Prof. Tiedo Tinga leads a research programme on smart maintenance at the Netherlands Defence Academy in Den Helder, which is also his main field of research at the University of Twente. He explains why a collaboration between the university and the Ministry is valuable: “The Ministry gains access to research into smart maintenance, asset management, logistics, and data science, among others. At the same time, we carry what we learn through this collaboration in our research and work with industry.”
Just-in-time maintenance
With increases in defence budgets, there is now more room to invest in long-term research. One such area is smart maintenance, which is estimated to reduce the planned and unplanned downtime of systems by 20-30%.
Traditionally, maintenance is scheduled at fixed intervals, regardless of whether a system needs it. This often leads to unnecessary replacements — or costly, unexpected breakdowns. For example, when a ship is stranded at sea due to an engine failure, it requires towing and logistical support in addition to the repair costs.

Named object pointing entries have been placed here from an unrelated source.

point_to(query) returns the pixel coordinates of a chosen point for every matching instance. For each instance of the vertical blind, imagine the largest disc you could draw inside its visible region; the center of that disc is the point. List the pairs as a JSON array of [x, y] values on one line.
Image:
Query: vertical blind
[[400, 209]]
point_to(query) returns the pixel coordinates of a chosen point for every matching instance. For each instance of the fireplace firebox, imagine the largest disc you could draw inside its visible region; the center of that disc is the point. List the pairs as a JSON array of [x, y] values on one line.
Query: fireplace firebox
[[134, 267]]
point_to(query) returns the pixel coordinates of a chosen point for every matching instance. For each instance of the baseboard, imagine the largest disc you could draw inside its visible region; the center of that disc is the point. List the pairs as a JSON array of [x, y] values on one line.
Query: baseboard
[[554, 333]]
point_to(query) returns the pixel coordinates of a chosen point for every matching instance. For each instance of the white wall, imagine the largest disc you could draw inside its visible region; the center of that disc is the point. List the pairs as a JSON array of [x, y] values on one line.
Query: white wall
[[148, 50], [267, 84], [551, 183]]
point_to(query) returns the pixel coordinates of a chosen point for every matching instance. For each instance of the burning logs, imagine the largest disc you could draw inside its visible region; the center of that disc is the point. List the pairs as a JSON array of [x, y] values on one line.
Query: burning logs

“What my research group does,” Tinga explains, “is to understand why a system fails and the physics behind that failure. If we understand that, we can predict when a failure will happen — and we can provide maintenance just before it occurs.” This technique, known as just-in-time maintenance, ensures that repairs are done when needed — neither too early nor too late. Whether it is the hull of a navy ship, the engine of an aircraft, or a wind turbine, the principles are the same: materials degrade, and the system fails. “Scientifically, it is all the same.”
Unpredictability
For military systems, smart maintenance is even more critical. “You don’t want a system failure during a mission — people's lives are at risk.” Just-in-time maintenance for military systems is more challenging due to unpredictable operating conditions. A ship sailing through the North Sea faces very different environmental stresses than one in the Persian Gulf. Besides, the effects of those conditions are not accounted for in a standard maintenance schedule.
“With a train, you know the routes and schedules months in advance, so the conditions are more predictable and constant,” Tinga says. “The variability is much bigger for military applications, which means we need more advanced maintenance policies.”
Condition monitoring and predictive modelling
To account for these unpredictable factors, Tinga’s research group uses condition monitoring and predictive modelling. Condition monitoring involves continuously measuring the condition of the system with sensors. For example, if a structural part is prone to cracking, a sensor measures the crack length over time. When the crack reaches a predefined threshold — for example, two centimetres — the system triggers maintenance.
In addition, numerical models can calculate damage progression over time and estimate the remaining lifespan of a component. The model can calculate how long it will take before a crack reaches a critical size. This way, repairs can be scheduled well in advance.
Hybrid approach
Despite the progress in just-in-time maintenance, there are still challenges. A ship, for example, is a complex system with various subsystems and components made from different materials. Building precise models for every part isn’t feasible.
Meanwhile, the abundance of available data presents another challenge: how to combine the data with existing knowledge of material degradation and failure. Machine learning and AI algorithms can help, but a fully data-driven approach is impractical.
Tinga explains: “To train a machine learning model to predict a system failure, you need many examples. But because we do maintenance to prevent failures, we rarely see them. I don't believe a fully data-driven approach will ever work in our field. We have too little data to train the models. A hybrid approach combining domain knowledge and physical laws about materials and degradation makes accurate predictions with far less data.”